Substrate inhibition imposes fitness penalty at high protein stability

Citation:

Adkar, B.V., Bhattacharyya, S., Gilson, A.I., Zhang, W. & Shakhnovich, E.I. Substrate inhibition imposes fitness penalty at high protein stability. Proceedings of the National Academy of Sciences (2019).

Abstract:

Why highly stable proteins are not commonly observed in mesophilic organisms is an important evolutionary question. It has been suggested that high stability has a fitness cost in the form of loss of activity. However, this hypothesis has not yet been experimentally demonstrated. Here, we use an essential bacterial enzyme adenylate kinase (Adk) to explore this hypothesis and show that, as Adk’s stability increases, one of its own substrates inhibits its activity. Bacterial strains carrying such stable Adks show substantial fitness defects, which can be mapped to the loss of Adk activity due to substrate inhibition. Overall, our study adds “substrate inhibition” to the “toolbox” that is used to rationalize the stability distribution of proteins.Proteins are only moderately stable. It has long been debated whether this narrow range of stabilities is solely a result of neutral drift toward lower stability or purifying selection against excess stability—for which no experimental evidence was found so far—is also at work.

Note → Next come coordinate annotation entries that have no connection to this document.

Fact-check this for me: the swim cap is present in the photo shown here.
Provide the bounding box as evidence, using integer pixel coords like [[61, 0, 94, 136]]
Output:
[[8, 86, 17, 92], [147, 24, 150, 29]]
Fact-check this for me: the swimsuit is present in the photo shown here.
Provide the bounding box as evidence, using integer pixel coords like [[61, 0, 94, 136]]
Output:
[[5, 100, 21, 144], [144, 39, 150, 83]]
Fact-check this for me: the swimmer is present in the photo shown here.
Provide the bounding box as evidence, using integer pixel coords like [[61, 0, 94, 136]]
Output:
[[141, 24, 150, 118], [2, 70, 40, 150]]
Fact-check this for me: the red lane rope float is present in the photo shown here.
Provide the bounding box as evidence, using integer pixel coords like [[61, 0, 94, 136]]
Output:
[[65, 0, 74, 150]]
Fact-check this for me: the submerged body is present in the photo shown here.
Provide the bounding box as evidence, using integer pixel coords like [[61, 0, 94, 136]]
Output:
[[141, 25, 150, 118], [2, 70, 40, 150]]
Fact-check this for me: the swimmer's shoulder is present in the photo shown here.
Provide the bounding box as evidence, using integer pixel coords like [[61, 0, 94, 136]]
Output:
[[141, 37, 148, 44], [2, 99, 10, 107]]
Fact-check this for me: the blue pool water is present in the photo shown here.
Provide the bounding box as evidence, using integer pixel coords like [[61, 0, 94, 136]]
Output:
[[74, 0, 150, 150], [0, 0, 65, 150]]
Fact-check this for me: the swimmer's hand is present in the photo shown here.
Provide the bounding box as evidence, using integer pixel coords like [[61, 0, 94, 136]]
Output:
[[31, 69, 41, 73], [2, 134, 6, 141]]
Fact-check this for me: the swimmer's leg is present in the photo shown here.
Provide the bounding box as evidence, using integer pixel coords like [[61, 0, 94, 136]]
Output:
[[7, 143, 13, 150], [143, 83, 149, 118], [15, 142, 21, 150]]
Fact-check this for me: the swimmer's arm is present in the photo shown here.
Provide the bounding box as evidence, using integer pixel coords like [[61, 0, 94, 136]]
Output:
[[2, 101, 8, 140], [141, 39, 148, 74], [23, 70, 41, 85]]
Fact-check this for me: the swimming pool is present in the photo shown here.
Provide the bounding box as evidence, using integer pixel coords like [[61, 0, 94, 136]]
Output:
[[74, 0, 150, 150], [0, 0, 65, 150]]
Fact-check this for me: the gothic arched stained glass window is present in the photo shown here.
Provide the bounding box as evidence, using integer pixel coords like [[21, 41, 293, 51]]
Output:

Here, we show that mutations outside the active site in the essential Escherichia coli enzyme adenylate kinase (Adk) result in a stability-dependent increase in substrate inhibition by AMP, thereby impairing overall enzyme activity at high stability. Such inhibition caused substantial fitness defects not only in the presence of excess substrate but also under physiological conditions. In the latter case, substrate inhibition caused differential accumulation of AMP in the stationary phase for the inhibition-prone mutants. Furthermore, we show that changes in flux through Adk could accurately describe the variation in fitness effects. Taken together, these data suggest that selection against substrate inhibition and hence excess stability may be an important factor determining stability observed for modern-day Adk.